One day things got a bit awkward with Joel, when he came tearing down the village on his grey Fergie tractor and pulled up outside our shop. He must have just finished a spell of muck-spreading, for both himself and the tractor were plastered in it. As he came into the shop the smell preceded him by about six paces! What frightened my wife was that he had his twelve-bore shotgun under his arm. He also had that wild-eyed look which signified that it was the time of the full moon.

The two or three customers that were in the shop beat a hasty retreat, as did our two female shop assistants. I was out delivering orders, so it was left to Elsie to deal with the potentially explosive situation. She said, “Now then Joel, what can I get for you today?” in as calm and placatory voice as she could.
“Get fer me? Get fer me? It’s my ruddy Missus tha’ can get fer me. Where is she?”

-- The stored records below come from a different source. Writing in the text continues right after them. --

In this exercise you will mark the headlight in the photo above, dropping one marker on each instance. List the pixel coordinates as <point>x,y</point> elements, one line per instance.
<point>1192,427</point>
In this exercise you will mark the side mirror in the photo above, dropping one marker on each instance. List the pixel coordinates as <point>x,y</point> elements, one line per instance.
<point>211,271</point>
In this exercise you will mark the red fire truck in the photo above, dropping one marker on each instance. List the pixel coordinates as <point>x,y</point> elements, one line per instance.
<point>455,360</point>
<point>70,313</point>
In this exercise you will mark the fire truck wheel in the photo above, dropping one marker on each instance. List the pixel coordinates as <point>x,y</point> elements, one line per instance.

He slowly lifted the shotgun up to counter level. He leaned forward in a conspiratorial manner.
“’Er’s been tryin’ ter poison me she ‘as. Is it summat as she’s gotten from ‘ere? Wot’s she been getting’, rat poison?”

With great tact, patience and no small amount of courage, Elsie gradually talked him round the subject of the poison and managed to calm him down. She got him to return to the farm, without his gun, while one of our girls managed to get a message to me to return at once to the shop. I went straight up to Stoke to see if Joel had returned home and that all was well. I then found out from his wife that she had succeeded in slipping him two of the pills and he had flown into the fury before they could take effect. By the time he got home though, he was as calm as a mouse and she had put him to bed to get over the ordeal.